Forest Hills Green vs Garden
Forest Hills Green is a Benjamin Moore color while Garden comes from Little Greene. These are both green-yellows, so the question isn't which hue to choose — it's where within green-yellow to land. At LRV 27 vs 25, Forest Hills Green will read as the brighter of the two — a 3-point gap that matters most in north-facing or low-light rooms. They share a green quality — useful to know if you're layering them in the same space. At ΔE 8.8, the difference is perceptible but not dramatic — the two can work harmoniously in the same space. Below you'll find 2 real-room photo comparisons where both colors appear side by side, plus 5 simulated room previews.
Forest Hills Green vs Garden in Real Spaces
2 real rooms side by side. Forest Hills Green and Garden are close enough that the difference can be hard to judge from a chip alone — these photos show how each reads at scale, across different spaces and lighting conditions.
Bedroom
Bedroom walls are often seen under warm artificial light, a context that shifts both colors from how they look on a chip. The temperature contrast between Forest Hills Green and Garden is what sets these apart most in this context.
House
At full exterior scale, the difference between these two colors becomes much easier to judge than from a small chip. The temperature contrast between Forest Hills Green and Garden is what sets these apart most in this context.
Color Details
Forest Hills Green vs Garden Simulated Comparison
5 simulated room previews — drag the slider on each to see Forest Hills Green on one side and Garden on the other.

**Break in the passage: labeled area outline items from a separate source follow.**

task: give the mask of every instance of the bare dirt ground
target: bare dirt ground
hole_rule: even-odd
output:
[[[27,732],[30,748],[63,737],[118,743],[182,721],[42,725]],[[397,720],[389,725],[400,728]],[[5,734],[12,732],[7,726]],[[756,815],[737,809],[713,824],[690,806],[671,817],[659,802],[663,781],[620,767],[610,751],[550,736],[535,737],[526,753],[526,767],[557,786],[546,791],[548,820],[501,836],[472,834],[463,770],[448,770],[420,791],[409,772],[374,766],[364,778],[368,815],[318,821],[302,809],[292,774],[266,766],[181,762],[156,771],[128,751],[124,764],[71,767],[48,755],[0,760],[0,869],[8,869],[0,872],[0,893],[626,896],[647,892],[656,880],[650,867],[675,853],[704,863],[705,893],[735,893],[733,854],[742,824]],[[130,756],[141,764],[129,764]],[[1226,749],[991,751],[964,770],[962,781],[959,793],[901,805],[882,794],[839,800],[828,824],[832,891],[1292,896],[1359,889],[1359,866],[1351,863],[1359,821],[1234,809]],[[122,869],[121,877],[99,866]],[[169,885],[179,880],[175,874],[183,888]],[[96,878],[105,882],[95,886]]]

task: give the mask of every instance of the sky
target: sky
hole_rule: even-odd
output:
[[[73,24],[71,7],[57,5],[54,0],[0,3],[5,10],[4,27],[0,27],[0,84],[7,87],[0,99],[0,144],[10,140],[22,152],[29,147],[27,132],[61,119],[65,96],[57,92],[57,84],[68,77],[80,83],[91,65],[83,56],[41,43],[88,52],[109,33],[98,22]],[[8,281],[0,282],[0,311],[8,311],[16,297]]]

Digital color is approximate. These simulations are generated from the manufacturer's hex values and overlaid on grayscale room photos — your screen's calibration, brightness, and viewing angle all affect how they render. Before committing to either color, test physical samples in your own space under the light you actually live with.
More Forest Hills Green comparisons
See how Forest Hills Green stacks up against other well-photographed colors across different brands and tones.